Speaker: Dr. Ben Mansour Dia CIPR, College of Petroleum Engineering & Geosciences KFUPM, Saudi Arabia. |
Abstract
Data acquisition for real-world problems, such that seismic events and CO2 sequestration in geological formations, is a time-consuming and expensive process. Yet, the quality of the data is not guaranteed, in advance, for performing features learning in the presence of uncertainties. Bayesian optimal experimental design is a simulations-based approach of generating the most informative data, and appears to be a good rampart against budgetary constraints for the acquisition of data to analyze reliably the uncertainties in real-world problems.

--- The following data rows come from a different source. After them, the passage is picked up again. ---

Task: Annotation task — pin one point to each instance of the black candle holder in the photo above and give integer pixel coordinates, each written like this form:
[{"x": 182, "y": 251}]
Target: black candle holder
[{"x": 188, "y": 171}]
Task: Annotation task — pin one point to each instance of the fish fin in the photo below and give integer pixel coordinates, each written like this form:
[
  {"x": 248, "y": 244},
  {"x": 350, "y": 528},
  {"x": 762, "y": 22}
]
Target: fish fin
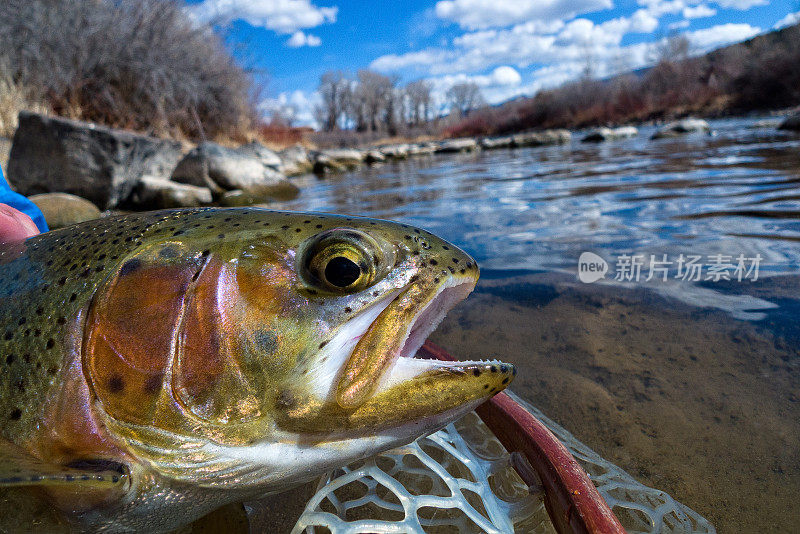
[{"x": 18, "y": 468}]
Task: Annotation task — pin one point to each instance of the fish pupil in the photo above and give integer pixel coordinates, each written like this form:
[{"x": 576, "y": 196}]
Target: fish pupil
[{"x": 342, "y": 272}]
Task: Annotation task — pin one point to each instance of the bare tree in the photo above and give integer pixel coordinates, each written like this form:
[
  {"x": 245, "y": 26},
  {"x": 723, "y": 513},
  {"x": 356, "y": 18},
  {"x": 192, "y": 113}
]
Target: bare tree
[
  {"x": 376, "y": 93},
  {"x": 334, "y": 89},
  {"x": 465, "y": 97},
  {"x": 419, "y": 100}
]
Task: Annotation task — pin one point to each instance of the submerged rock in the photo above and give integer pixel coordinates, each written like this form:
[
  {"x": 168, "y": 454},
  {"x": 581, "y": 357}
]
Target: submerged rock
[
  {"x": 223, "y": 169},
  {"x": 97, "y": 163},
  {"x": 497, "y": 142},
  {"x": 466, "y": 144},
  {"x": 337, "y": 160},
  {"x": 791, "y": 123},
  {"x": 546, "y": 137},
  {"x": 63, "y": 209},
  {"x": 682, "y": 127},
  {"x": 599, "y": 135},
  {"x": 157, "y": 193},
  {"x": 259, "y": 195}
]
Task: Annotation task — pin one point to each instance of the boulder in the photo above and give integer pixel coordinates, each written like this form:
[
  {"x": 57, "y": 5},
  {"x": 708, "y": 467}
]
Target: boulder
[
  {"x": 100, "y": 164},
  {"x": 791, "y": 123},
  {"x": 497, "y": 142},
  {"x": 546, "y": 137},
  {"x": 599, "y": 135},
  {"x": 466, "y": 144},
  {"x": 395, "y": 151},
  {"x": 267, "y": 156},
  {"x": 682, "y": 127},
  {"x": 223, "y": 169},
  {"x": 295, "y": 160},
  {"x": 63, "y": 209},
  {"x": 157, "y": 193},
  {"x": 374, "y": 156},
  {"x": 422, "y": 149}
]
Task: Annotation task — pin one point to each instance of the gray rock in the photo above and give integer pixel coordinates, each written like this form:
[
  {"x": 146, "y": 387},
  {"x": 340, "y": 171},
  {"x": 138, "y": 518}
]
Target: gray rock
[
  {"x": 157, "y": 193},
  {"x": 223, "y": 169},
  {"x": 422, "y": 149},
  {"x": 466, "y": 144},
  {"x": 63, "y": 209},
  {"x": 497, "y": 142},
  {"x": 395, "y": 151},
  {"x": 100, "y": 164},
  {"x": 267, "y": 156},
  {"x": 295, "y": 160},
  {"x": 682, "y": 127},
  {"x": 546, "y": 137},
  {"x": 599, "y": 135},
  {"x": 791, "y": 123},
  {"x": 374, "y": 156}
]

In this talk, we present the data goodness criterion and some computational methods for its approximation. We show that using the Laplace approximation to build the biasing distribution in the importance sampling reduce drastically the total computational work. And for experiments modeled by Partial Differential Equations (PDEs), multilevel methods have been proven to reduce the computational complexity. The optimization process consists then in combining those methods with gradient-based approaches for the search of the best design setup. We present numerical results for a CO2 sequestration problem with leakage risk assessment, and an electrical impedance tomography problem for laminated materials.
Keywords:
Laplace approximation, Kullback-Leibler divergence, Importance sampling, Parameter learning, Monte Carlo methods, CO2 sequestration, stochastic optimization.